Besides having a professional responsibility to cover necessary information and following best practice guidelines, I would also informally chat with patients to see what it is that they felt was important or what they have found most useful to them. Being a quilt pattern designer and tester is kinda the same thing! The pattern developer is typically a quilter, has a great idea for a pattern and works hard to bring that project to fruition. Then... this is where pattern testers come in!

We follow the pattern as it is written and report back with any suggestions or concerns we may have. Was the quilting math correct? Are the directions easy to follow with clear instructions and/or diagrams? Did everything turn out the way it was supposed to? Was there anything missing? Spelling or grammar issues? These are the kind of details that I love!

And to top it off, it is a great excuse for me to make a quilt, not that I really need one! But, it also offers an opportunity to meet other quilters that are doing the same thing I am doing with the same pattern. End result?

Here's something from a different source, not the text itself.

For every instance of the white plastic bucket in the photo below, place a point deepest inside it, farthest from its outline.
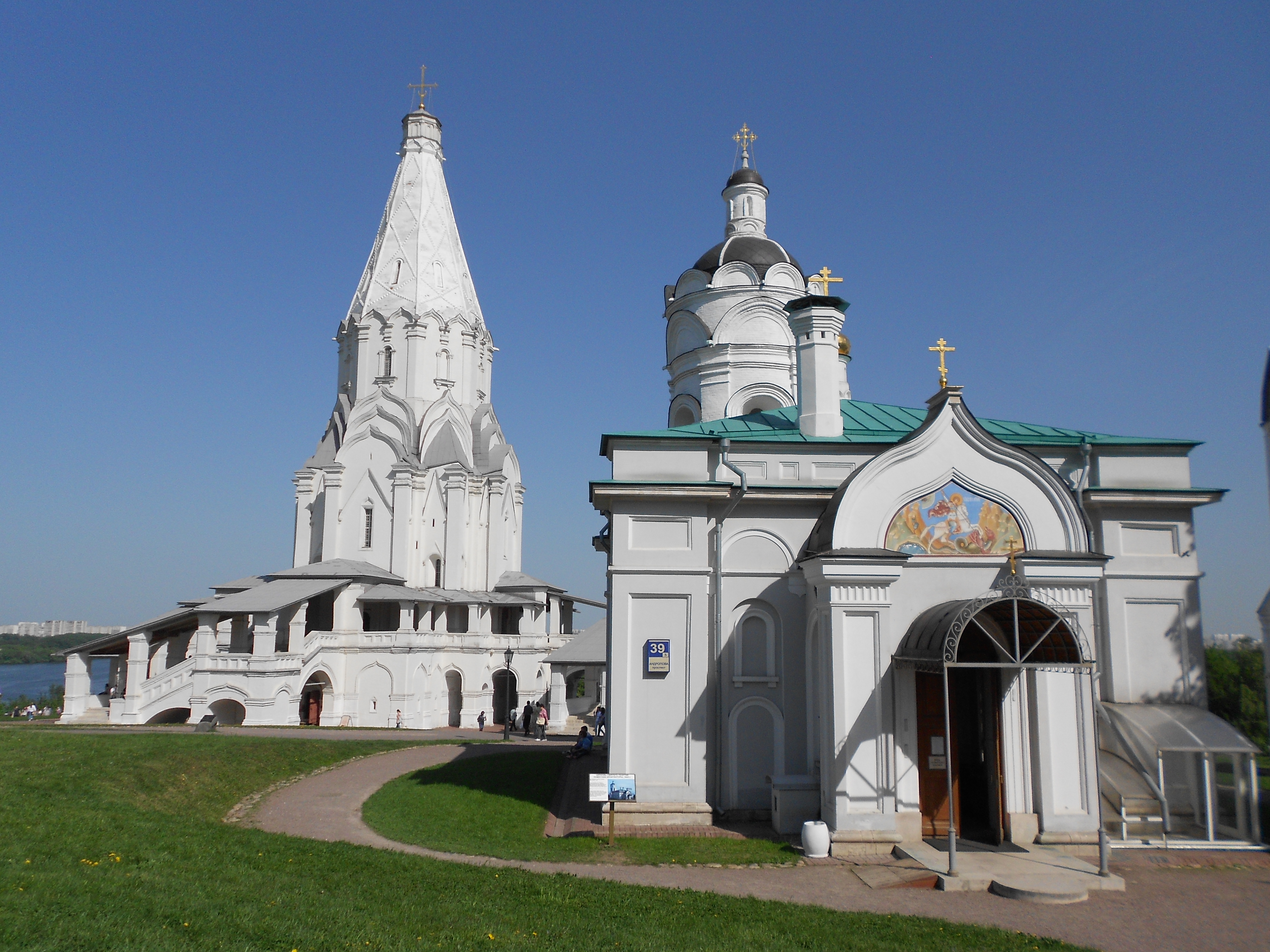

Pattern designer has worked out all the kinks, I have made a few friends and quilt along the way.

Here is a lovely mini quilt pattern that I tested for Namaju Quilt Studio called "Summer Reflection". I tried something new - using solid fabrics. Until this point it had been all prints for me! And now, I have realized that I have more than just a fondness for the simplicity of solid fabrics.

The most interesting thing that came up was how printing in different countries works out. Paper size matters! Who knew? This is something that just never occurred to me. Claire (of Namaju Studios) lives in France. I live in Canada. When I printed out this pattern, there was a template that was cut short "just a bit" on the bottom of one page. I tried various settings (assuming that the issue was at my end) to no avail. Turns out, standard paper size in Europe (A4) is 18mm longer and 6mm narrower than standard letter paper used in North America. It is information like this that is gathered to make sure that all the information is within the printable area (no matter the country). Did you know this about standard paper sizes?